Потом он починил трубу, собрал свои инструменты и стал подыматься по тропинке. Он шел медленно, чувствуя бесконечную усталость, как человек, избежавший страшной опасности. Он убрал инструменты, напился воды из починенного водопровода и сел на скамью перед открытой дверью в кухню. Там хозяйничала Дид, и он с огромным облегчением прислушивался к ее шагам. Он жадно глотал душистый горный воздух, словно водолаз, только что поднявшийся со дна морского. Он впивался взглядом в облака, в синеву неба, в зелень долины, как будто все это он вдыхал вместе с воздухом.
Дид не знала, что он вернулся, и время от времени он поворачивал голову и украдкой взглядывал на нее — на ее умелые руки, на отливающие бронзой каштановые волосы, в которых вспыхивали огоньки, когда на них из открытого окна падал солнечный луч; он видел ее отяжелевшую фигуру будущей матери, — и сердце сжималось у него от не испытанной доселе сладостной боли и нежности. Он услышал ее шаги у самой двери, но не оглянулся и упорно продолжал смотреть на долину. Дид подошла к нему, и он затрепетал от счастья, как всегда, когда она ласково ерошила ему волосы.
— А я и не заметила, как ты пришел, — сказала она. — Ну что, серьезное повреждение?
— Да, довольно сильный оползень, — ответил он, все еще не поворачивая головы. — Хуже, чем я ожидал. Но я уже придумал. Знаешь, что я сделаю? Я посажу там эвкалипты. Они будут держать его. Я так густо посажу их, что даже голодный заяц не продерется. А когда они пустят корни, никакая сила не сдвинет эту землю с места.
— Неужели это так опасно?
— Да нет, не очень. — Он помотал головой. — Но я не желаю, чтобы какой-то несчастный оползень издевался надо мной, вот и все. Я так припечатаю его, что он миллион лет не тронется с места. И когда в последний раз затрубит труба и гора Сонома и все другие горы рассыплются прахом, этот оползень никуда не денется, так и будет держаться за корни.
Он обнял Дид и посадил ее к себе на колени.
— Скажи, маленькая женщина, ты, наверно, скучаешь в нашей глуши? Ни театра, ни концертов, ничего такого. Тебе никогда не приходит на ум, что хорошо бы все это бросить и вернуться в город?
Он с такой тревогой ждал ее ответа, что боялся смотреть ей в глаза; но она только засмеялась и покачала головой, и у него отлегло от сердца. И еще он с радостью подумал о том, что смех ее по-прежнему звучит молодо и по-мальчишески задорно.
— Слушай! — заговорил он с внезапной горячностью. — И близко не подходи к оползню, пока я не засажу его деревьями и они не пустят корни. Это очень, очень опасно, а я и подумать не могу, чтобы теперь потерять тебя.
Он притянул к себе ее голову и поцеловал в губы долгим, страстным поцелуем.
— Как ты меня любишь! — шепнула она с гордостью за него и за себя.

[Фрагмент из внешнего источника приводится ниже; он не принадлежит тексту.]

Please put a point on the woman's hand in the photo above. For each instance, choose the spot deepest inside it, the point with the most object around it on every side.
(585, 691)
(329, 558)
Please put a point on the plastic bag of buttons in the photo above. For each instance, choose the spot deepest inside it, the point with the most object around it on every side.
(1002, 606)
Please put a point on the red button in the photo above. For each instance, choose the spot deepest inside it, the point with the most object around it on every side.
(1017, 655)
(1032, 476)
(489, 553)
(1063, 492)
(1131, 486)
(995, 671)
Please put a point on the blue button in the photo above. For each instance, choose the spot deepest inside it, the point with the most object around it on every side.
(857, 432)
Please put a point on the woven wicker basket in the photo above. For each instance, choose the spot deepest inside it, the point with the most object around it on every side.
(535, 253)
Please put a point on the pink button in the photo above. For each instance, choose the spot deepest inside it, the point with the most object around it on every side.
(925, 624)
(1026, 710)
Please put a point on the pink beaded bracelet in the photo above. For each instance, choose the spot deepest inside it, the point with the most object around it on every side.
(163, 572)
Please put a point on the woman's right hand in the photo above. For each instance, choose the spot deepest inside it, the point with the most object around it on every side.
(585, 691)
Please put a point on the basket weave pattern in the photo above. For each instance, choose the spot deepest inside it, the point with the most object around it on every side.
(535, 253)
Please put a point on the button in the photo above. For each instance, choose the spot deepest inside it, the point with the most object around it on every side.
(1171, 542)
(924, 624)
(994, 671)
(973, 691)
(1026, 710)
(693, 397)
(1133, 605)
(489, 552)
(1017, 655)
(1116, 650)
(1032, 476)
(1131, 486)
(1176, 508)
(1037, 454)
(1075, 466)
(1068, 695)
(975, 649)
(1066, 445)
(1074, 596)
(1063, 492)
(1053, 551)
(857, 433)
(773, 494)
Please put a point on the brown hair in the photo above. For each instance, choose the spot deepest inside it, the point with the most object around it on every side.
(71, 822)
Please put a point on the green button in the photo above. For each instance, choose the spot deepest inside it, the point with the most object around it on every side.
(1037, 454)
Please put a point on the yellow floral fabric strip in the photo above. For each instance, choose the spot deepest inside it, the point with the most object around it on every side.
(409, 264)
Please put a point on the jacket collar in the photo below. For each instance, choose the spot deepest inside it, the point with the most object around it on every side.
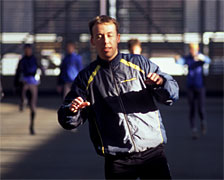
(113, 62)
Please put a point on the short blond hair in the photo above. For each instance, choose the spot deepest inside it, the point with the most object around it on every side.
(133, 42)
(194, 46)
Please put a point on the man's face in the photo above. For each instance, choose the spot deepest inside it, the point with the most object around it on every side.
(105, 38)
(136, 50)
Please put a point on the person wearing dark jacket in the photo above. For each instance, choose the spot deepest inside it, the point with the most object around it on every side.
(116, 94)
(25, 79)
(70, 67)
(195, 86)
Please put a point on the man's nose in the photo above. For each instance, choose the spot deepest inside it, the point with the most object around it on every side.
(106, 39)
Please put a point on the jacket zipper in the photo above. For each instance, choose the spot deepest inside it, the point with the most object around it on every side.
(123, 108)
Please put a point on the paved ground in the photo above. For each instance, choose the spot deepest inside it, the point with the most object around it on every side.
(54, 153)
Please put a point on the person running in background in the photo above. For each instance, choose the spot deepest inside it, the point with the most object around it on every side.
(116, 94)
(70, 67)
(195, 86)
(134, 46)
(25, 79)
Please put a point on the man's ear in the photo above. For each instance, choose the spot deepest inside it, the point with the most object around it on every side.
(92, 42)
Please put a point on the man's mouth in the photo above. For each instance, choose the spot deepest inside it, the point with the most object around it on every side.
(106, 49)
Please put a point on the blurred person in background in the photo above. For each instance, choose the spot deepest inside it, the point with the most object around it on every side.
(195, 86)
(115, 93)
(26, 82)
(134, 46)
(70, 66)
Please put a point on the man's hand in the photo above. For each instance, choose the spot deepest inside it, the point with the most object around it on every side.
(77, 104)
(153, 78)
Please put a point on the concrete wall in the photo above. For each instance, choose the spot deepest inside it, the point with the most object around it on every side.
(214, 84)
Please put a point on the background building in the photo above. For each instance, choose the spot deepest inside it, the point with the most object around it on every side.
(165, 28)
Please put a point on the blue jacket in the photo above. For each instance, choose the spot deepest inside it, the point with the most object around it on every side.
(123, 117)
(70, 67)
(195, 70)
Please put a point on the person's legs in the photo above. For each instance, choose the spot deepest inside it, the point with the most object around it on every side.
(23, 99)
(66, 89)
(201, 109)
(191, 101)
(34, 92)
(120, 169)
(156, 168)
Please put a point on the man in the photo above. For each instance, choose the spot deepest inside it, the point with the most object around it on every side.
(25, 80)
(134, 46)
(70, 67)
(115, 93)
(195, 86)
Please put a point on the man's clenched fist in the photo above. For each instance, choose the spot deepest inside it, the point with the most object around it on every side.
(153, 78)
(77, 104)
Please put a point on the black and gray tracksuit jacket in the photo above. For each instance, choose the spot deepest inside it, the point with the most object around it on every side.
(123, 117)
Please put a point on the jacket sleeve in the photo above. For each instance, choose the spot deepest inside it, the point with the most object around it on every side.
(166, 93)
(66, 118)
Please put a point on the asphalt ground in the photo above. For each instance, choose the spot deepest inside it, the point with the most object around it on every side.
(54, 153)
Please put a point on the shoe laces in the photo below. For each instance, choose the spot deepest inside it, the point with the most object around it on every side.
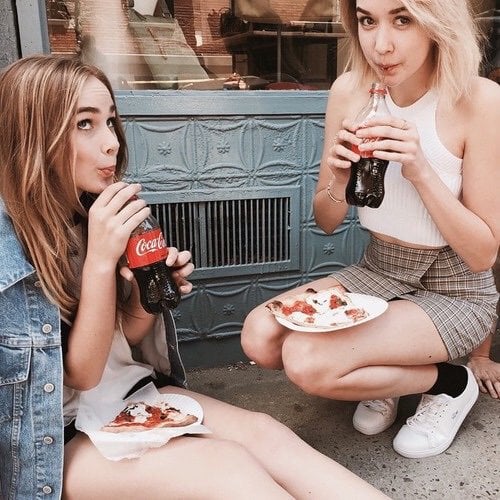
(382, 406)
(429, 413)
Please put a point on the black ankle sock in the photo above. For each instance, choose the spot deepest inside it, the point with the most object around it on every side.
(452, 380)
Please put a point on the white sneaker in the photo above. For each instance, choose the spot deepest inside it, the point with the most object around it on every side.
(437, 420)
(374, 416)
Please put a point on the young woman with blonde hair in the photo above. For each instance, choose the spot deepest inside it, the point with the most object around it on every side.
(434, 238)
(66, 302)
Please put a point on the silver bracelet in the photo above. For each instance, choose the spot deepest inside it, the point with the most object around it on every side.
(330, 195)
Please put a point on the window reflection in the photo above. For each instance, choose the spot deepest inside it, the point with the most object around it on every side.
(211, 44)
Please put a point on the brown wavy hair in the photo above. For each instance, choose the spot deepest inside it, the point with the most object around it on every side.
(38, 106)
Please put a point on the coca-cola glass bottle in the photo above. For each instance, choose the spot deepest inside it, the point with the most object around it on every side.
(366, 180)
(146, 253)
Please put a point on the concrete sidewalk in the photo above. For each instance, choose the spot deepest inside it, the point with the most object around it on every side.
(469, 469)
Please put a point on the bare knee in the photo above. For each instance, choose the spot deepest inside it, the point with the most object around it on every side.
(304, 364)
(261, 339)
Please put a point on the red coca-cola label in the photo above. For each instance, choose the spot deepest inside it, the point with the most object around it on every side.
(146, 249)
(363, 154)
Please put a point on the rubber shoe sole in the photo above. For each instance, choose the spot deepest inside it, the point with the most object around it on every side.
(431, 452)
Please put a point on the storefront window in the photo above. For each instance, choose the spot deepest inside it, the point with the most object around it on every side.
(218, 44)
(203, 44)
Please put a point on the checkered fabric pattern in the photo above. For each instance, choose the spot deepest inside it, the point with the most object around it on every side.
(460, 303)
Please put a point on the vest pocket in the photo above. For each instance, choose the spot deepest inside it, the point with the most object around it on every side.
(14, 368)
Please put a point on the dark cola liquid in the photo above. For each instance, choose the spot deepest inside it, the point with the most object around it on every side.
(157, 287)
(365, 187)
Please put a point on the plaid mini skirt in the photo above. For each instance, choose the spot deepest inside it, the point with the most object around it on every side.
(461, 304)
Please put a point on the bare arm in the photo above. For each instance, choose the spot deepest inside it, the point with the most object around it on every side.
(336, 157)
(471, 226)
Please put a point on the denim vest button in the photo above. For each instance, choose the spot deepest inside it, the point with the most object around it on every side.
(48, 387)
(46, 328)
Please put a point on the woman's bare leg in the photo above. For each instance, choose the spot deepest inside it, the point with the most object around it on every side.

— Взгляни-ка, Дид. — Он выпустил ее из объятий и широким взмахом руки обвел долину и окрестные горы. — Лунная долина — это хорошее название, очень хорошее. Знаешь, когда я вижу все это и думаю о тебе и о том, как все это мне дорого, у меня комок подступает к горлу и в душе такое творится, что я не умею сказать словами, и я начинаю понимать Браунинга и всех твоих замысловатых поэтов. Посмотри на гору Худ — видишь, где солнце светит на нее? Вот в этом самом месте мы нашли ключ.
— Да, и в тот вечер ты подоил коров только в десять часов, — сказала она, смеясь. — И если ты сейчас не отпустишь меня, то мы и сегодня будем ужинать не раньше, чем тогда.
Они встали со скамьи, и Харниш снял ведерко с гвоздя возле, двери. Он еще помедлил немного, любуясь красотой долины.
— Хорошо! — сказал он. — Ничего не скажешь.
— Ничего не скажешь! — повторила она и повернулась к двери, радостно улыбаясь ему, и своим мыслям, и всему миру.
И Харниш, как тот старик, который однажды повстречался ему, стал спускаться под гору в лучах пламенеющего заката, держа в руке ведерко для молока.